If you have a worker that doesn't stop (looping endlessly and waiting for some queue to have a job), you might want to have the ability to put this worker in the background for the following reasons:
- Closing the terminal will close your worker
- If you're in development, having a dedicated terminal window for this is too much of a pain.
- In production, you'd definitely need the option to put tasks in the background.
rake worker
Running this in the background means either building your daemonizing code in-ruby using daemons.rubyforge.org or something similar. Or is there another way?
Enter Dtach
Let's first quickly read through the help of dtach.
Usage: dtach -a <socket> <options>
dtach -A <socket> <options> <command...>
dtach -c <socket> <options> <command...>
dtach -n <socket> <options> <command...>
Modes:
-a Attach to the specified socket.
-A Attach to the specified socket, or create it if it
does not exist, running the specified command.
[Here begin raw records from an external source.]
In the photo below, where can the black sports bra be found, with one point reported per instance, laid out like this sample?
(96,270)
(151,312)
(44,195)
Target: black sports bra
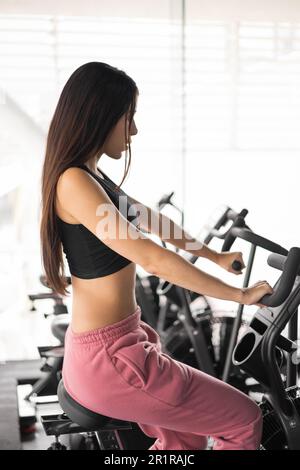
(87,256)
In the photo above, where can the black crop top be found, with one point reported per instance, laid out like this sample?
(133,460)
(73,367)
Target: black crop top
(87,256)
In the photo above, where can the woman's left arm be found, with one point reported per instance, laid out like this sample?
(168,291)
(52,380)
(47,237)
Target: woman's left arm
(166,229)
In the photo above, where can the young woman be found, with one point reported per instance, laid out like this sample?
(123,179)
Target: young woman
(113,361)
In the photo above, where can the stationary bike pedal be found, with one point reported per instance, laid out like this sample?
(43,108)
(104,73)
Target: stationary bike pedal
(46,368)
(109,440)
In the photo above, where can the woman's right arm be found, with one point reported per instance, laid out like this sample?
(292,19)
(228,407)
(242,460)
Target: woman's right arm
(85,200)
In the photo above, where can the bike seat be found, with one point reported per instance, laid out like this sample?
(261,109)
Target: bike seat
(83,416)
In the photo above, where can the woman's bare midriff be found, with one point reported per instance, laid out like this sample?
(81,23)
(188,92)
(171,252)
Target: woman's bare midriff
(103,301)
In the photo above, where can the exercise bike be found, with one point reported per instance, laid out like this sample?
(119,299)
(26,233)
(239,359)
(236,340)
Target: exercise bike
(257,353)
(270,357)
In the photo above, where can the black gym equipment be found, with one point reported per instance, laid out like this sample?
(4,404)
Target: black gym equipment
(260,350)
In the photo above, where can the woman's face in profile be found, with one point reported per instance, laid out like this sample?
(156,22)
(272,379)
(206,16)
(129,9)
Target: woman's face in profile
(116,141)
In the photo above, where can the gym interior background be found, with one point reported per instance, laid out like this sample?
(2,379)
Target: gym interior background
(218,119)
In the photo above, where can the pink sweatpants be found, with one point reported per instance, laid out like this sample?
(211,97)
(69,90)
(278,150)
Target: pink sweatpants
(121,372)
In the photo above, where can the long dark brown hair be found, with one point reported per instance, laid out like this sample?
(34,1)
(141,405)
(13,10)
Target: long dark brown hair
(92,101)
-c Create a new socket and run the specified command.
-n Create a new socket and run the specified command detached.
We can handle putting our rake task in the background a couple of different ways:
- Start normally, detach on demand
dtach -A /tmp/dtach.worker rake worker
# dtach -c doesn't actually have much difference except
# that it always tries to create the socket.
This runs as normal, but when you want to dtach
, you can hit Ctrl + \
.
- Start it in the background right off the bat.
dtach -n /tmp/dtach.worker rake worker
This will just run it in the background as normal. Now when you want to re-attach it, just run:
dtach -a /tmp/dtach.worker
But why? Why not build daemonizing into your ruby script?
Well, I'm just a fan of really simple tools that doesn't try to overstep its responsibilities. Lately I've been moving away from rails (monolithic) and into *nix style philosophy (monk, sinatra, ohm, etc, etc).